Paradoxalement, le laisser-faire urbanistique qui va aboutir au phénomène de « bruxellisation » dans les années 1960 va contribuer à faire disparaître ces échelles de prospections métropolitaines au profit de la reconstruction du centre urbain ancien. Il faudra attendre la consultation internationale Bruxelles 2040 (2012) pour qu’une prospection territoriale à l’échelle métropolitaine inspirée par celle du Grand Paris, permette à la Belgique de réactiver la culture d’aménagement métropolitain qui s’était cristallisée dans l’entre-deux-guerres[60]. Cette consultation a montré qu’il était nécessaire de mettre en place une communauté métropolitaine regroupant les trois régions et les 135 communes dans un territoire d’environ 80 km de diamètre afin de coordonner la planification de l’espace métropolitain du Grand Bruxelles. Malheureusement les divergences communautaires et régionales ont retardé sa mise en place jusqu’à aujourd’hui.

Figure 1 :

Schéma théorique de la répartition rationnelle des moyens de transport dans l’hypothèse du plan Régional : ville-mère, villages et villes satellites, Raphaël Verwilghen.
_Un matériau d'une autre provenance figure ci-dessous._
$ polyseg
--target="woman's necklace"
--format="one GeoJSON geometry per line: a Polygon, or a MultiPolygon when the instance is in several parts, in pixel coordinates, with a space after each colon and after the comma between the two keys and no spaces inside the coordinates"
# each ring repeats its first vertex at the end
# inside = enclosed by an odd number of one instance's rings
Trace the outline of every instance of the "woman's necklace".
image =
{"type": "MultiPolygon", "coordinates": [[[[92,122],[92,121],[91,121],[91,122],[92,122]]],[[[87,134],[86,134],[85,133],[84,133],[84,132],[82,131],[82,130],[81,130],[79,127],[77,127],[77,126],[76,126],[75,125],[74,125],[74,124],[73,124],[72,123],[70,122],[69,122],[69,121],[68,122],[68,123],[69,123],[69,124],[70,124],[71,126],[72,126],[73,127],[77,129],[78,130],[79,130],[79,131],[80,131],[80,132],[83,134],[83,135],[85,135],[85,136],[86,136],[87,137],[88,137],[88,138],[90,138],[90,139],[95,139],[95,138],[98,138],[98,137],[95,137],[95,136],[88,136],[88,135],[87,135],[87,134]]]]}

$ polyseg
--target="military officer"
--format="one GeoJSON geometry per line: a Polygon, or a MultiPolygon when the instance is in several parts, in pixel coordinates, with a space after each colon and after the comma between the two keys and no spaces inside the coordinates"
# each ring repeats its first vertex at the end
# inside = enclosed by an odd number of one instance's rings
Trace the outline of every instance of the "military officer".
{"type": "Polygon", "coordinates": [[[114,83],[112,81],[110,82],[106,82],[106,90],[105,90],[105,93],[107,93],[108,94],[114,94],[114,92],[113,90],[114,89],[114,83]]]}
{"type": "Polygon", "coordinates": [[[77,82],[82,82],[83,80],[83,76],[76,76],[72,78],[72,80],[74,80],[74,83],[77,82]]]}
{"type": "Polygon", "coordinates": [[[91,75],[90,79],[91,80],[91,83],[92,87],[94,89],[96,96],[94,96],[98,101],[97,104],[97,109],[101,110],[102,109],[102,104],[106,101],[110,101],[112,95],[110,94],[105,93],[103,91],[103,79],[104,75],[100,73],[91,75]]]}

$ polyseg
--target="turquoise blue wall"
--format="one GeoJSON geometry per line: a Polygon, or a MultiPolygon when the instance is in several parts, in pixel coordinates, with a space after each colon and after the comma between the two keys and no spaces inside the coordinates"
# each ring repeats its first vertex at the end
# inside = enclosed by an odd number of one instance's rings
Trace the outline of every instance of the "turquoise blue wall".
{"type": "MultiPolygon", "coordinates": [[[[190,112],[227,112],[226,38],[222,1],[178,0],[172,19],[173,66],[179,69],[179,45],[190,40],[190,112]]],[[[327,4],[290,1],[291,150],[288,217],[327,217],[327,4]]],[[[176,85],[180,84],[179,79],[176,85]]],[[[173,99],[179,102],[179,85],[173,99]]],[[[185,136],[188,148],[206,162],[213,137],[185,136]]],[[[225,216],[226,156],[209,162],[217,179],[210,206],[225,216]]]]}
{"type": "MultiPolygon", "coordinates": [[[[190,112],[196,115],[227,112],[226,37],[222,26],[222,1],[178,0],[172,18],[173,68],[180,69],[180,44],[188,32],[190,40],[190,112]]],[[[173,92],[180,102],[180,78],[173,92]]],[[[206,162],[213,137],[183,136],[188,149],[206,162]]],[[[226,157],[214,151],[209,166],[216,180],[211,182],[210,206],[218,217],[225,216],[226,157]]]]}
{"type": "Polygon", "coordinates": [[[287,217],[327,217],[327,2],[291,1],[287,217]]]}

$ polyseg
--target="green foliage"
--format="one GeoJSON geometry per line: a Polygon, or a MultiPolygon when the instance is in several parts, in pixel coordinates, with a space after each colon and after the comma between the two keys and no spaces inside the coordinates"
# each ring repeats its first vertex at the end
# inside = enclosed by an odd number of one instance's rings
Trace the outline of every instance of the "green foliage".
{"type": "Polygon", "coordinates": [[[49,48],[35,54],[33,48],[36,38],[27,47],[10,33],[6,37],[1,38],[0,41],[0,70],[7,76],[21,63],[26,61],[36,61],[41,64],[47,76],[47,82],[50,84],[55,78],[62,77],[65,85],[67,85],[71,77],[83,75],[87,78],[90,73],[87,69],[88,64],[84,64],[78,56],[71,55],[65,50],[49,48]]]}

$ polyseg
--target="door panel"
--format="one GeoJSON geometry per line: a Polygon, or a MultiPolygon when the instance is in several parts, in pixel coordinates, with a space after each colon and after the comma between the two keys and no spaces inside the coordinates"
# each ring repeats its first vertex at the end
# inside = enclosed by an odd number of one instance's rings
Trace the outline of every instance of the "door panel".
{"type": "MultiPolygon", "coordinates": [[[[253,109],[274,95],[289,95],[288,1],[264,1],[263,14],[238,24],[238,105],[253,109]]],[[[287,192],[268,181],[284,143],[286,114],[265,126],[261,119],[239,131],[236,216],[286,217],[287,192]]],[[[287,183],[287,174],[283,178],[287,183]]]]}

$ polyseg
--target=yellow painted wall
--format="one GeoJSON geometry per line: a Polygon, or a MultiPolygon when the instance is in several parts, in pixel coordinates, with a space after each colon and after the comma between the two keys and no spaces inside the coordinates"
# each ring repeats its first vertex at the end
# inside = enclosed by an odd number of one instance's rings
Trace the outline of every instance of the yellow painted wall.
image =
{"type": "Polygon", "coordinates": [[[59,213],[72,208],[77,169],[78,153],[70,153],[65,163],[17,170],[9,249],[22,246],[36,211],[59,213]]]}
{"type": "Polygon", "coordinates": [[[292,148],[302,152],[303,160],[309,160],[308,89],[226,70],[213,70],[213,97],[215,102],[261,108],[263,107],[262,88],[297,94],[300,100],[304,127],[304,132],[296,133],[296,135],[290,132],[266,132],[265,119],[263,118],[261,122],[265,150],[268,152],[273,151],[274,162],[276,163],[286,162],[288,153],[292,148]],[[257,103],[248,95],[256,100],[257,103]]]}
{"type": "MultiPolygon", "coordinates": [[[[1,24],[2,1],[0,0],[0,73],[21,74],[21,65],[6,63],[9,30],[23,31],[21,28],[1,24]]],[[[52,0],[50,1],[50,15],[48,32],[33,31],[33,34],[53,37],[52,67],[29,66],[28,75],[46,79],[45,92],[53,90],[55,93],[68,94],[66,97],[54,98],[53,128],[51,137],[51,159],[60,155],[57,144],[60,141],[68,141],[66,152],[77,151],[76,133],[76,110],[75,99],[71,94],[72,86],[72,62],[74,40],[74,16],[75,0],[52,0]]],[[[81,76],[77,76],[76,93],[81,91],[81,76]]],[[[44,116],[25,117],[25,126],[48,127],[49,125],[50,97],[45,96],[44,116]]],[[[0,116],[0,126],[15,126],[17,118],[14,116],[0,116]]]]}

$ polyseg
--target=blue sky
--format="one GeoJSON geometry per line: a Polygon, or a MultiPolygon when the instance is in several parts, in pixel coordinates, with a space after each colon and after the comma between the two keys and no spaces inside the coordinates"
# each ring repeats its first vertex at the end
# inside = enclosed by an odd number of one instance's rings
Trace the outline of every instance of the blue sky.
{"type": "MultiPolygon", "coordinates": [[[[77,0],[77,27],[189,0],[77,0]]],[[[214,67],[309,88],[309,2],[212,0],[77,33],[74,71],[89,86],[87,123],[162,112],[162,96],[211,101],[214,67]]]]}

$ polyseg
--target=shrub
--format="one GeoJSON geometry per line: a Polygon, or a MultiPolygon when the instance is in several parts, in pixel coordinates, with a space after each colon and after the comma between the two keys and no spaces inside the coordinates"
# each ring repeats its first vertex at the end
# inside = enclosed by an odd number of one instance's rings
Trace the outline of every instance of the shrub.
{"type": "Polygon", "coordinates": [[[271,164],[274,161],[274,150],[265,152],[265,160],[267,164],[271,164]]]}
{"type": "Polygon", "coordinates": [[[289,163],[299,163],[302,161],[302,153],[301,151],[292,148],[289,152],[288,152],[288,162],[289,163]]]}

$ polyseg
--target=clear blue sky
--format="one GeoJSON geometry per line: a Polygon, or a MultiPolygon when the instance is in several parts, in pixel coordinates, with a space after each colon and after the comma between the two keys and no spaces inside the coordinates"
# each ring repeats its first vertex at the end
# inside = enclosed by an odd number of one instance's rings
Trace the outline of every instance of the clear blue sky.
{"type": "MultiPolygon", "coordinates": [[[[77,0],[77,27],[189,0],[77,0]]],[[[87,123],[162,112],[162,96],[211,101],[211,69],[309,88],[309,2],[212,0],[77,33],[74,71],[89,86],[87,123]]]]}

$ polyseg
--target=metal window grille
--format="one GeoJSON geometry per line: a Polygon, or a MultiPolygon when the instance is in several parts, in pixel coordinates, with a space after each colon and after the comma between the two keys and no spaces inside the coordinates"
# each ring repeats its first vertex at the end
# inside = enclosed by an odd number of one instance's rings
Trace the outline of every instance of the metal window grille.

Source : Extrait de S.N., Conférence Internationale de l’aménagement des Villes, Amsterdam 1924, deuxième partie : compte-rendu, Amsterdam, 1924, p. 93.

Figure 2 :

Plan d’urbanisation du Grand Bruxelles, d’après les croquis de Louis Van der Swaelmen, 1929. Source : Fonds Raphaël Verwilghen, services des Archives, KU Leuven.

Figure 3 :

Projet d’urbanisation du quartier de l’aéroport de Bruxelles, étudiant inconnu, vers 1930. Source : Fonds de l’ISAD La Cambre, Archives d’Architecture Moderne, Bruxelles.

Figure 4 :

Bruxelles, urbanisation de l’axe industriel (fragment Sud), Gustave Herbosch, 1931-1932. Source : Fonds de l’ISAD La Cambre, Archives d’Architecture Moderne, Bruxelles.

Figure 5 :

Carte de l’axe Anvers-Bruxelles-Charleroi préparée par Maurice Heymans pour la section belge des CIAM pour le CIAM IV- la ville fonctionnelle, 1933. Source : Fonds CIAM, Archives GTA, ETH Zürich.